In his blog post, The game theory of discovery and the birth of the free-gap, Seth Godin discusses an interesting point regarding the acceleration towards free in the digital media. Software, images, sounds, videos; all are examples where we are getting used to the idea of free.

In some cases that free is still heavily guilted out – piracy, illegal copying, etc. – but the pirated content is becoming more and more fleshed out with legally available content. Sometimes, the cost is one of time – download wait time, listen to this advert time – sometimes it’s a cost of membership (either pay-for or free subscriptions).

Perhaps the time has come to relook at content as socially owned. In times gone past, ideas were freely passed around by scholars, as a result of which they grew, spawned new ideas, and changed the way the world worked. The scholars in question would be paid (how else would they eat), but the ideas and the content was truly public domain – ie belonging to everybody. Occasionally, a rich patron would have a “pet” scholar (or artist) and certain work would be owned by them, but ultimately the content benefited us all (as a species). Music was played by orchestras for people to listen to, paintings and sculptures were created to be seen, and thoughts were bounced around among scholars and philosophers.

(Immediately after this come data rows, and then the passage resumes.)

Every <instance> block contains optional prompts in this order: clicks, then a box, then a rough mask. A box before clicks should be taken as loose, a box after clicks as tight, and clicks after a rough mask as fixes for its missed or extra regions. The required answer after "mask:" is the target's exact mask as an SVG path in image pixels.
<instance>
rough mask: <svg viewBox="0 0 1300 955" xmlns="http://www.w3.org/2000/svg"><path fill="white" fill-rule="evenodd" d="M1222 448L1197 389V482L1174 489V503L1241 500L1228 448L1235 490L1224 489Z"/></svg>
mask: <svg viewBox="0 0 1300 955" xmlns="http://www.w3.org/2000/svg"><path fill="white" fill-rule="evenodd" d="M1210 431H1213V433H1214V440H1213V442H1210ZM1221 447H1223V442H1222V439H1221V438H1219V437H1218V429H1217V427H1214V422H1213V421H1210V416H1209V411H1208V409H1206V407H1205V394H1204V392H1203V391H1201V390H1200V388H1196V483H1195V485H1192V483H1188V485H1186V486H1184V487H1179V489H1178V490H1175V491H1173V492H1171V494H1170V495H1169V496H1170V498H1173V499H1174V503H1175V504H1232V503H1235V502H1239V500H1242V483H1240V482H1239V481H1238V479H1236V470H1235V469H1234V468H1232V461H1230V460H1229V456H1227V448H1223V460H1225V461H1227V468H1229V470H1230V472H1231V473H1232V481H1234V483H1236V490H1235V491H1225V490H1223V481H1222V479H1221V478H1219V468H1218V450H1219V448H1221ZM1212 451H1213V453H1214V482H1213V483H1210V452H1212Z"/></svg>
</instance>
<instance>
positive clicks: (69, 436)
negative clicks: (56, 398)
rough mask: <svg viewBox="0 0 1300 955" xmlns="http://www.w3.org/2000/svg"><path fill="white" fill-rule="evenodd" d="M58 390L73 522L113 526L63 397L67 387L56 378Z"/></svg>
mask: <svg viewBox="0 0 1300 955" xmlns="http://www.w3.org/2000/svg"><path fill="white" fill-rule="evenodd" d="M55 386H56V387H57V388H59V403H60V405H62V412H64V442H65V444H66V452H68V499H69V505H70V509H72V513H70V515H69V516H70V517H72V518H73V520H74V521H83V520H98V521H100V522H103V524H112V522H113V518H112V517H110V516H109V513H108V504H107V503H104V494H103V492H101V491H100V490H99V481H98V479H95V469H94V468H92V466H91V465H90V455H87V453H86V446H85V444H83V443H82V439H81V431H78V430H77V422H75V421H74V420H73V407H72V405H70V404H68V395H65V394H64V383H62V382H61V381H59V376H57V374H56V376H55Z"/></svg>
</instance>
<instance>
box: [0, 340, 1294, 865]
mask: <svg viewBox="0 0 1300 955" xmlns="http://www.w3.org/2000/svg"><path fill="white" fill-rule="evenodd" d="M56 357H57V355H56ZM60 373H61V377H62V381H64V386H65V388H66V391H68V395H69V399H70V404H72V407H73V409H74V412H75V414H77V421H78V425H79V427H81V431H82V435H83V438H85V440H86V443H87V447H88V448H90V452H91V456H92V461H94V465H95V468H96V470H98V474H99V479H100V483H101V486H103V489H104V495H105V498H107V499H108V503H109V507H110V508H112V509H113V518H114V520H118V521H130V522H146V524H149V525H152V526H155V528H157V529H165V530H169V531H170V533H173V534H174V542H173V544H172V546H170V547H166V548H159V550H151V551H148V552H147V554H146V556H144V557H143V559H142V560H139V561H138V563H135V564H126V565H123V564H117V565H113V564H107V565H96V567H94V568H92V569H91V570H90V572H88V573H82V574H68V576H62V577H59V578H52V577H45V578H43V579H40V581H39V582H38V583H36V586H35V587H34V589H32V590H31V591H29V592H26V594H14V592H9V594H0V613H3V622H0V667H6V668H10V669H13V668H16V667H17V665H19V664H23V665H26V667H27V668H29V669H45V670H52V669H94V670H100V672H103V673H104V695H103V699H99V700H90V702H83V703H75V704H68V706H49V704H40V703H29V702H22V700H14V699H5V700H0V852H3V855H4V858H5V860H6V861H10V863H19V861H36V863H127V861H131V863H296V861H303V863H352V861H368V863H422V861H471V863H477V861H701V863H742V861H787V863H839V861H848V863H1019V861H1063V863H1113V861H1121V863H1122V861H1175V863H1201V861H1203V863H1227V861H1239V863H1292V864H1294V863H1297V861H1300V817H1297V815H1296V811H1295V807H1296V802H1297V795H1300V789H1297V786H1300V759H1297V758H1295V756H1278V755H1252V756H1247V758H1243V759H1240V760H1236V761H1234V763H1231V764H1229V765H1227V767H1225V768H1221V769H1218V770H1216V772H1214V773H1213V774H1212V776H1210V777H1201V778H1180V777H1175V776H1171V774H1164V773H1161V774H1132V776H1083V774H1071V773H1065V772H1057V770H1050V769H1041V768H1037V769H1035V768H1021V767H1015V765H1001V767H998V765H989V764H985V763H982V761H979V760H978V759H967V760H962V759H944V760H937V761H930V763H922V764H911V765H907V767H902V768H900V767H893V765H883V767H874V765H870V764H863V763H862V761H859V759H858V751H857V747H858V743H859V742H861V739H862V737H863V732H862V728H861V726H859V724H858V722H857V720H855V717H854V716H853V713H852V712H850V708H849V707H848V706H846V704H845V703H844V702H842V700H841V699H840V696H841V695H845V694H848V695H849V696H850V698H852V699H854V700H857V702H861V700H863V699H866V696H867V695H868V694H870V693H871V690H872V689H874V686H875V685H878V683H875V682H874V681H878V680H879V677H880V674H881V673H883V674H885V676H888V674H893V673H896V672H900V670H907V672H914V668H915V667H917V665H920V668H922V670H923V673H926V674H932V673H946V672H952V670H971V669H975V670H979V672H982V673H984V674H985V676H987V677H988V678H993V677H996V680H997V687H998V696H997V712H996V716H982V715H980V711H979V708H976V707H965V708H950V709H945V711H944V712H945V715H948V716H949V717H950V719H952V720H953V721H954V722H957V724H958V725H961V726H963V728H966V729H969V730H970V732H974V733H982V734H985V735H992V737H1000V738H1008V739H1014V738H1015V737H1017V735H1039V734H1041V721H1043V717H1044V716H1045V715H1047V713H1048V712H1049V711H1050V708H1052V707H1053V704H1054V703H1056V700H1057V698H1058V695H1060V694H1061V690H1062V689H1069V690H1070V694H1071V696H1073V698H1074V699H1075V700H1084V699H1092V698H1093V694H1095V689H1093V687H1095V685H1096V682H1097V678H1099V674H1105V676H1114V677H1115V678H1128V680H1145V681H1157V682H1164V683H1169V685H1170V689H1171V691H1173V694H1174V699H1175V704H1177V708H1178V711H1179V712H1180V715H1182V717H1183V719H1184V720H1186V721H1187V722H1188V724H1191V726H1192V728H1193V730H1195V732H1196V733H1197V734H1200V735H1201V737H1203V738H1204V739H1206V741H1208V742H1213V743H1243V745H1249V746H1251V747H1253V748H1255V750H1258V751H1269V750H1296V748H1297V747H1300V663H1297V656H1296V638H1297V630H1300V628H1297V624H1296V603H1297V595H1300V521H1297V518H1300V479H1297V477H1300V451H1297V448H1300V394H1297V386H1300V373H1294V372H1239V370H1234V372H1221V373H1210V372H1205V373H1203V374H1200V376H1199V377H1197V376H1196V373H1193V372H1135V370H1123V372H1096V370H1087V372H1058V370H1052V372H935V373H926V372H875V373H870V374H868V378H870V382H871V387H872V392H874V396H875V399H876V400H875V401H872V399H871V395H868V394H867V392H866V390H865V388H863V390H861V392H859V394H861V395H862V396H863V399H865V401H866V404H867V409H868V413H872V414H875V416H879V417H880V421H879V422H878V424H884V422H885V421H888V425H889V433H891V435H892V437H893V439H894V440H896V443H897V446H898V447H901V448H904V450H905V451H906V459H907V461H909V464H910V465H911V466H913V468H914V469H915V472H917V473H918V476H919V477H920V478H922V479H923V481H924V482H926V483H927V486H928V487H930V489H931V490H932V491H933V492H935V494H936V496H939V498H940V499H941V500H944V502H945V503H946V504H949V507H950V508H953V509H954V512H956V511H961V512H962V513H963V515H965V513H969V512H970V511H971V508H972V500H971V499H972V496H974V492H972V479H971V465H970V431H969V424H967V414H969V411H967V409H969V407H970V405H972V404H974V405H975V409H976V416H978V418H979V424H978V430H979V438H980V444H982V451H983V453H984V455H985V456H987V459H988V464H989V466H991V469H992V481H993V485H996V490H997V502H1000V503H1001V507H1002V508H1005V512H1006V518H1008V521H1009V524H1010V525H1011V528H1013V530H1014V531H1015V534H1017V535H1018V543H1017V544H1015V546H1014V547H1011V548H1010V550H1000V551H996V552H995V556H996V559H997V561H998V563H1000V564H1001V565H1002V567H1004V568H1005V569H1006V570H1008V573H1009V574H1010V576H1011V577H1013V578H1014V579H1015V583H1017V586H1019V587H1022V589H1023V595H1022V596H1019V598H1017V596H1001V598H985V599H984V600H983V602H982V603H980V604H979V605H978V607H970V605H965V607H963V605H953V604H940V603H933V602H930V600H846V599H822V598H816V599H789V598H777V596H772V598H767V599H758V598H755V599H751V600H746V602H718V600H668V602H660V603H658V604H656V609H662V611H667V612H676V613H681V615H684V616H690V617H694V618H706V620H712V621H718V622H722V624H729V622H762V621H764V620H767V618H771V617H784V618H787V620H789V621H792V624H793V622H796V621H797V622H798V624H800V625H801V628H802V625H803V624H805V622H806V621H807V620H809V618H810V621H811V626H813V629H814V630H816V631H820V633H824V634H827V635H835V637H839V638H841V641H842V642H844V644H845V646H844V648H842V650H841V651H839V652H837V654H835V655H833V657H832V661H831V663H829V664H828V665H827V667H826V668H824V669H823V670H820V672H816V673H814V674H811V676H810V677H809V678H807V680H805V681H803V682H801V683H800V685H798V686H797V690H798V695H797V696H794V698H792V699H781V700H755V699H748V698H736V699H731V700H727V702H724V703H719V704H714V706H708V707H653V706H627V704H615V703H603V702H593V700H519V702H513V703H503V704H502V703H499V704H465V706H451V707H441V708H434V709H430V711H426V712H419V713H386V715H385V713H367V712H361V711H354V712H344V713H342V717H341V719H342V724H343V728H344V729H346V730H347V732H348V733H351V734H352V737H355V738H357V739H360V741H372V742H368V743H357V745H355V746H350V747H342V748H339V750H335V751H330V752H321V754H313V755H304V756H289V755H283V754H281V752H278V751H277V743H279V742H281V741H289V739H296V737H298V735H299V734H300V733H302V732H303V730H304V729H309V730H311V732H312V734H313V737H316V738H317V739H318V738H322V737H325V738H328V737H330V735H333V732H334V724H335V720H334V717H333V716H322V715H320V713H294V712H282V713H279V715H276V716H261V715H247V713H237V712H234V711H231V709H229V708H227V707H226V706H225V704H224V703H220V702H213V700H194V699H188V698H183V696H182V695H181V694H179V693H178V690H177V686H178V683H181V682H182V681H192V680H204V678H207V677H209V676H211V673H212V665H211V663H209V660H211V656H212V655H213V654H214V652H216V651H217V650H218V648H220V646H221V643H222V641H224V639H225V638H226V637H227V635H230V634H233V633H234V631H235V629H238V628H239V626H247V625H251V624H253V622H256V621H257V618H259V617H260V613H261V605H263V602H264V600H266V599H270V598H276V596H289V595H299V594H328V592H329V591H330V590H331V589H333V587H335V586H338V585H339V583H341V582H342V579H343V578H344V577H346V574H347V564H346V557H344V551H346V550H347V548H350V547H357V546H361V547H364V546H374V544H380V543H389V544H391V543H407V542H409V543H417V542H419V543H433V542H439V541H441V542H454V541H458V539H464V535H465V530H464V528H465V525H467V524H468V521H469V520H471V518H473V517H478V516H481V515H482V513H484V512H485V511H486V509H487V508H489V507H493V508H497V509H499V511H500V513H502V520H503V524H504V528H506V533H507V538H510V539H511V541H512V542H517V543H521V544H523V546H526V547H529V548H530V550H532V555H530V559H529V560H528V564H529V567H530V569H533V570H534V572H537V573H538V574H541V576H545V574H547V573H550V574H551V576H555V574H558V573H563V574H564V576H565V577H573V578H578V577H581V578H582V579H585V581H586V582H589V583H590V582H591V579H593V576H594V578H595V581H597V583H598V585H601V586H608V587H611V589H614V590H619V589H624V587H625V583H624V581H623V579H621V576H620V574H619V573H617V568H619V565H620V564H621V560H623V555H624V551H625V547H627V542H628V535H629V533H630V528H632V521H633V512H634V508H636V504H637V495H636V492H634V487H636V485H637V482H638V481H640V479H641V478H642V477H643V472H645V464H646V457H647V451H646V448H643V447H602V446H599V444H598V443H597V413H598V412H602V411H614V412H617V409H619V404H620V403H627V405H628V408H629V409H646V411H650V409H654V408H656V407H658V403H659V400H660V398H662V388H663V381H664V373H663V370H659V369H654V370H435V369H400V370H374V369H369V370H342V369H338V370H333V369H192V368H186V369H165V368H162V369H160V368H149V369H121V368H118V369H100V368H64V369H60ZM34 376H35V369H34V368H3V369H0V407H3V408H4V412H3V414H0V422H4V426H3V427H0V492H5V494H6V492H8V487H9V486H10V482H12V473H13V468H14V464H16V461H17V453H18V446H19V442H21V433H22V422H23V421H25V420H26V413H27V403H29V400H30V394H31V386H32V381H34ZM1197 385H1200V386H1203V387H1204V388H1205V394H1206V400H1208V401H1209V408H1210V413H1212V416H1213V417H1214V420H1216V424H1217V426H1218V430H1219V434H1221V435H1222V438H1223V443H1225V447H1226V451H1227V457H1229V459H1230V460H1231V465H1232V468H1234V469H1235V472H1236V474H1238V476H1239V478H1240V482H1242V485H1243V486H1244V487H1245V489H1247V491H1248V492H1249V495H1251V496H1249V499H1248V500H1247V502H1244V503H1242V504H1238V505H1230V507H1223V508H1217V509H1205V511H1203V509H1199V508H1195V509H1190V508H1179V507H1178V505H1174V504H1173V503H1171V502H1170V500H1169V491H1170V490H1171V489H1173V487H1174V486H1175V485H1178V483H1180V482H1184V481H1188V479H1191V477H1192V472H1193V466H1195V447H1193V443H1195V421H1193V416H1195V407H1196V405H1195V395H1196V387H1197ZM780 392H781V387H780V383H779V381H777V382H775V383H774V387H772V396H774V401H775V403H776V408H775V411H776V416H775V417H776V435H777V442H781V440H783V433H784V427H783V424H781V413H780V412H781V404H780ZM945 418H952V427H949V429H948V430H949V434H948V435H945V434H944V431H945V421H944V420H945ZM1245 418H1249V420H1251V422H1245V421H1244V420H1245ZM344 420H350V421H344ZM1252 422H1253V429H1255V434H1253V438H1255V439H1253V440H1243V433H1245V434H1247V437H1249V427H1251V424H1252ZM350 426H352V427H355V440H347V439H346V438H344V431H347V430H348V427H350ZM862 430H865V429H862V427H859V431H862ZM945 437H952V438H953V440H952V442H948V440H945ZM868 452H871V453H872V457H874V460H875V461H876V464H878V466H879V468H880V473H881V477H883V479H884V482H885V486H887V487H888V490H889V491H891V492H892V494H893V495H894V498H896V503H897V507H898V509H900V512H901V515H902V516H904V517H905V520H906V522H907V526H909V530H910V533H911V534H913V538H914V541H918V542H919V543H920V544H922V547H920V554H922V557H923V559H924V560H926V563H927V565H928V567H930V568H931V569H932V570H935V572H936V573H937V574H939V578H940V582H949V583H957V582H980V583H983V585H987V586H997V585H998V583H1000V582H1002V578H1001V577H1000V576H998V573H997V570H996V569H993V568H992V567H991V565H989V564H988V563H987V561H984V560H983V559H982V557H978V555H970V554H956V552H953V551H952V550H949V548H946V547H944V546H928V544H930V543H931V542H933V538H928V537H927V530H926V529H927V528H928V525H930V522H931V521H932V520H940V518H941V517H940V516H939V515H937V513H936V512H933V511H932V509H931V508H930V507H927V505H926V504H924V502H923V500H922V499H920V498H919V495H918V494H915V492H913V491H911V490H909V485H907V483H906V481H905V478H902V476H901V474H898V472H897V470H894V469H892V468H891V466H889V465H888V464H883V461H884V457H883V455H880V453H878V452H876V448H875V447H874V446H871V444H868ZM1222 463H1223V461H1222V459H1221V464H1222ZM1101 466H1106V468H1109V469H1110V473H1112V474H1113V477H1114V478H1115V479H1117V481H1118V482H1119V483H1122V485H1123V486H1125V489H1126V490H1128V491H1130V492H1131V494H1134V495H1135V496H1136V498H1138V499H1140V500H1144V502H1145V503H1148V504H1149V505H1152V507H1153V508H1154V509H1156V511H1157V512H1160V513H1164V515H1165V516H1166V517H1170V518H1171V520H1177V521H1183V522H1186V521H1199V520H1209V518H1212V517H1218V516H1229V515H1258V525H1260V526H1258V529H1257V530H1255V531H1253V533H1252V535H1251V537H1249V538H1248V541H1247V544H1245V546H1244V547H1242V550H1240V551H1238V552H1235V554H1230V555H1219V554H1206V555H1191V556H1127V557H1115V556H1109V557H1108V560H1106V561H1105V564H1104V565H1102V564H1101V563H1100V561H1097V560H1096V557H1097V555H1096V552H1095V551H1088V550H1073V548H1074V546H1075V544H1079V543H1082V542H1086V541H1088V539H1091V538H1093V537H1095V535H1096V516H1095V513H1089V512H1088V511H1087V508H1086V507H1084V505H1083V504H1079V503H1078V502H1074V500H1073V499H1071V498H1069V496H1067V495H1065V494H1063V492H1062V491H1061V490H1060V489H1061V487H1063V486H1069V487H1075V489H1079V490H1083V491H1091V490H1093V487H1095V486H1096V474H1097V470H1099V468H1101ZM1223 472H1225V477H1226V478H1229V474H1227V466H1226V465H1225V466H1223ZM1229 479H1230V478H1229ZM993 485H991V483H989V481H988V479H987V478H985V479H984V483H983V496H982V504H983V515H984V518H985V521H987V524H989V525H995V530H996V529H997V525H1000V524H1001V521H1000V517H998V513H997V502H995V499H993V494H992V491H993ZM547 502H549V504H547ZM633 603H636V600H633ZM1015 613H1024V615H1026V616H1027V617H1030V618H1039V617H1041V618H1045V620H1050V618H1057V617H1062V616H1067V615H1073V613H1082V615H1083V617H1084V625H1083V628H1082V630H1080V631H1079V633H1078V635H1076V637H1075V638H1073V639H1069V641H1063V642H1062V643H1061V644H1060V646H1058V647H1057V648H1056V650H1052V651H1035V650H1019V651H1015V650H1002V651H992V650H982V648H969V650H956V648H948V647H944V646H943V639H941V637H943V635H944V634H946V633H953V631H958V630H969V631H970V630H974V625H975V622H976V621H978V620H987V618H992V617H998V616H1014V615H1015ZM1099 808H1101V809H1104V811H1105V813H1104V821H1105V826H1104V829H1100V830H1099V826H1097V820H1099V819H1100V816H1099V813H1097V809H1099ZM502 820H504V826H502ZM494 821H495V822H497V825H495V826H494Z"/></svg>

The thing I find most important in all this is that we seem in recent times to have given in to a fear that if we let go of our ownership of content that we will never be able to generate more. And that fear leads us to hold onto our rights to that content, because (rather like the professional sportsperson, who reaches a peak and can no longer earn a living with sport) we fear not being able to make a living tomorrow.

If on the other hand, instead of living in fear of “drying up”, we realise that we can continue to generate content, then being paid for the “skin time” involved in the content (either in a concert, or for the original artwork, or whatever the tangible experience of the artist creating this content might mean) might be sufficient payment, and the content itself can be left free to roam and generate new content within society.

In other words, it is the personal interaction between the creator and the recipient that is irreplaceable and thus needs to be secured by the recipient by some form of payment, while the content itself is set free to add value to all of society. An artist who paints a painting, or a sculptor who creates a statue has only one original, has only that single space of time that they dedicate to that work, and it is that one to one correlation between the artists’ time and the work which makes those articles irreplaceable.

The future copies on the other hand involve little or no effort or time from the artist, and their dissemination (even in physical form) contains a value that is more general rather than specific. The value of these copies lies in how much they influence further and future content generation, and how much they impact the generation of new thoughts and ideas.